Helvella ephippium
Description
Helvella ephippium is a species of fungi in the family Helvellaceae, Pezizales order. It appears in summer and autumn as an upright white stem up to 5 cm (2.0 in) tall supporting a grayish-brown saddle-shaped cap. It is found in woodland and is variously listed as inedible or "edible but uninspiring". This is a European species, also recorded in China.
It occurs from the plains to the hills, but not in mountainous regions, from July to November.
Mushroom Identification
Fruit Body
Has a diameter of 2-5 (6) cm. The fertile circular region is leathery-fragile, consisting of two lobes, slightly wavy, dry, smooth, and velvety, with a characteristic appearance of saddle and edges often slightly twisted inwards, later upwards. The sterile outer surface varies in color from light brown, over gray-brown to gray-bluish, and the fertile inner is always lighter in color than the outer, whitish to gray-brown, being coarse-grained or fine-grained. Young mushrooms look like a Peziza sponge.
Stem
Has a height of 4-5 (7), and a thickness of 0.4-0.8 cm, is more or less cylindrical, thicker at the base and thin at the tip, in the middle sometimes slightly swollen, with a consistency slightly harder, being smooth, neither furrowed nor wrinkled on the outside, the inside being full, a very rare feature for this species. The exterior color is whitish to whitish-yellowish or gray-brown and granular misty, with darker gray-blue specimens like the cap, but also lighter. Not connected with the cap.
Flesh
Whitish, thin, waxy, and standing only slightly stronger. The smell is imperceptible, uncharacteristic and the taste is weaker.
Microscopic Features
It has ellipsoidal spores, smooth and hyaline (translucent), with a large oily drop in the middle, having a size of (16.3) 17.4 - 20.1 (21) x (10.9) 11 - 12.2 (12.8) microns. Their powder is white. The 320–340 x 14–15 micron long axes each contain 8 spores.
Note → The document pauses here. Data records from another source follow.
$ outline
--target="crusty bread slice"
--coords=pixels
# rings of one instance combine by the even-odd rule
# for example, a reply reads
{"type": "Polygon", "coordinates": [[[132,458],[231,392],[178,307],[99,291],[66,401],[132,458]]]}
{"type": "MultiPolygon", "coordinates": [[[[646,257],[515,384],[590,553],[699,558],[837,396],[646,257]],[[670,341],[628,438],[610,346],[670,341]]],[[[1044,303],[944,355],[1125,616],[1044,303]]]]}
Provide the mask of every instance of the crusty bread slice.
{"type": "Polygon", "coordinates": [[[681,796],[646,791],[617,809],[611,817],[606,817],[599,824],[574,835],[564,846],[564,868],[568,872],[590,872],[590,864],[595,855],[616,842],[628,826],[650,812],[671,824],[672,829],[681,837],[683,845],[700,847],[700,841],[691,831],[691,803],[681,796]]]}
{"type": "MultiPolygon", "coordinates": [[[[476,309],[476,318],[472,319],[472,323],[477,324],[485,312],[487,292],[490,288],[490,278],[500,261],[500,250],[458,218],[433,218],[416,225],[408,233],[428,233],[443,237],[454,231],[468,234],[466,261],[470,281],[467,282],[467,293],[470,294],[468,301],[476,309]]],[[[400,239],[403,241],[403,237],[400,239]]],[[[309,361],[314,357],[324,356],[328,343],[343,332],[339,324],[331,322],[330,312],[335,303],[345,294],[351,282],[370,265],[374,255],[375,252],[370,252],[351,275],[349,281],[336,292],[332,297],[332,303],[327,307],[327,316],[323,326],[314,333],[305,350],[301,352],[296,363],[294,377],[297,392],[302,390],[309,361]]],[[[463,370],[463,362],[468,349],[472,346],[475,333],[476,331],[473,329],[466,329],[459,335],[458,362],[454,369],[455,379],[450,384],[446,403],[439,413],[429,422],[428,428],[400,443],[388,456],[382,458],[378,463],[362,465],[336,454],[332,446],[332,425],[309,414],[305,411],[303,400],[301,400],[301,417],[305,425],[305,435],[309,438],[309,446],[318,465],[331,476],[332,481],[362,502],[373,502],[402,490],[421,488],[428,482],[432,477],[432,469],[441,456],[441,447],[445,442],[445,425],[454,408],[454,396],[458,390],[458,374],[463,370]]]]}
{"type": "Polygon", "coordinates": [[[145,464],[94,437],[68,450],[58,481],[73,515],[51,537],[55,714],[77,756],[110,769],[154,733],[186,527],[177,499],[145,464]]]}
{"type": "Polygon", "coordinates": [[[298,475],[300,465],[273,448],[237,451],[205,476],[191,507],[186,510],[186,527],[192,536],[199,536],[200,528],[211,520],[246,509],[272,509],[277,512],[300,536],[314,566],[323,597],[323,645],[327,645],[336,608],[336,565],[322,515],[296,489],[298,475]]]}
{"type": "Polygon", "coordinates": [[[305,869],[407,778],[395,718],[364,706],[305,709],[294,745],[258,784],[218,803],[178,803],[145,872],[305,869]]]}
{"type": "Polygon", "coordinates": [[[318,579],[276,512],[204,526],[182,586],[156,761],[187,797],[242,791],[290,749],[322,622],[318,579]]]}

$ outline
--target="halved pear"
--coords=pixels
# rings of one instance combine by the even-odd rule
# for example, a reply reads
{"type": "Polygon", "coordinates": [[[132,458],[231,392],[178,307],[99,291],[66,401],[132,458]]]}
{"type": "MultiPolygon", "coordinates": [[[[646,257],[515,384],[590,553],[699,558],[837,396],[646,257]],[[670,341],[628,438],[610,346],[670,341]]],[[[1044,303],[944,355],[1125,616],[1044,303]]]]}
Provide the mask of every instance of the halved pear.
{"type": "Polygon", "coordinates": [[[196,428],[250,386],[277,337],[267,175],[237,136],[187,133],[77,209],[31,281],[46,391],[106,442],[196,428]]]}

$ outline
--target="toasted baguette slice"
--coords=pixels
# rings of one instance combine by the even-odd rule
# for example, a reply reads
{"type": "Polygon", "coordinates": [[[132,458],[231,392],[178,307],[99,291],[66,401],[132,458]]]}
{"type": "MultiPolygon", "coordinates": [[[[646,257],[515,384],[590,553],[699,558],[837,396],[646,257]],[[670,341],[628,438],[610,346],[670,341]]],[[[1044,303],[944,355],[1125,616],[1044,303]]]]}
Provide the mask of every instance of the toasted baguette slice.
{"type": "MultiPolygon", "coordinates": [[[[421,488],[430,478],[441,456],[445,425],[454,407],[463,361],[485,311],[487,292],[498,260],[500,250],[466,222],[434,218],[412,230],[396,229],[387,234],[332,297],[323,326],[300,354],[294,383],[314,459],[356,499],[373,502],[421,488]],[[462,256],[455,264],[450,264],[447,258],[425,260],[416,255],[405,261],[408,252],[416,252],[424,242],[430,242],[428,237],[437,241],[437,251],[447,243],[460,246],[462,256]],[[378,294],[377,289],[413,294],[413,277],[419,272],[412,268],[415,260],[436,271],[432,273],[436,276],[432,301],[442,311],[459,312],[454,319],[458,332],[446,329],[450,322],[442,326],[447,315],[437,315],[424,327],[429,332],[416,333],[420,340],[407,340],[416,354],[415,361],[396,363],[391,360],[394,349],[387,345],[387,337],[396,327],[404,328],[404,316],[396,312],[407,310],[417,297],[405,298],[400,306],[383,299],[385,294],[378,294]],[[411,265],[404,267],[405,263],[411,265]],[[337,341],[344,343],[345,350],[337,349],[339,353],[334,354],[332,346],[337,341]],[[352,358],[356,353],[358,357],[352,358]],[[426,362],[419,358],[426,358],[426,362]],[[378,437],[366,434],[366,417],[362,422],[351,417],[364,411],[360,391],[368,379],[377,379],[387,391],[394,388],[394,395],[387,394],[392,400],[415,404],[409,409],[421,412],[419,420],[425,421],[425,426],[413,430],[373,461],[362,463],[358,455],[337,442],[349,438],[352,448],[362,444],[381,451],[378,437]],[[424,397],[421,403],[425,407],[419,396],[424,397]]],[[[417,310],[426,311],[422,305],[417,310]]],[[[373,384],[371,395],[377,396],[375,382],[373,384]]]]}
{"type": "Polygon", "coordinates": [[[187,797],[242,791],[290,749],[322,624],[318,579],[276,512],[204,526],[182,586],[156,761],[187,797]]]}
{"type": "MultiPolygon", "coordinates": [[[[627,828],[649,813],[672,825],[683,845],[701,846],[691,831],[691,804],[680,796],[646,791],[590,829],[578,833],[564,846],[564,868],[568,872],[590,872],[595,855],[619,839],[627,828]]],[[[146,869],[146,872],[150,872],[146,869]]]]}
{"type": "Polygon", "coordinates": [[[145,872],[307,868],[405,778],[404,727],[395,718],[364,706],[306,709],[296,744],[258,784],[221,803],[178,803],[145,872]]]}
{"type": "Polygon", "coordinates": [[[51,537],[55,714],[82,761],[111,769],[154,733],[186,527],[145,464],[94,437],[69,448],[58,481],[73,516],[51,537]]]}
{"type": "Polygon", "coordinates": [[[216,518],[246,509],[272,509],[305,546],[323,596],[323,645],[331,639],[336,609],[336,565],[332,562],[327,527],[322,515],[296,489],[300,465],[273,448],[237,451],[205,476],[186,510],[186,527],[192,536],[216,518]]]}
Filamentous paraphyses (sterile cells between ascii) measure 18.8 × 11.6 microns.
Synonyms
Helvella atra var. murina (Boud.) Keissl.
Helvella murina (Boud.) Sacc. & Traverso
Leptopodia ephippium (Lév.) Boud.
Leptopodia murina Boud.
Photo sources:
Photo 1 - Author: Holger Krisp (CC BY 3.0)
Photo 2 - Author: Björn S... (CC BY-SA 2.0)
Photo 3 - Author: Björn S... (CC BY-SA 2.0)
Photo 4 - Author: Holger Krisp (CC BY 3.0)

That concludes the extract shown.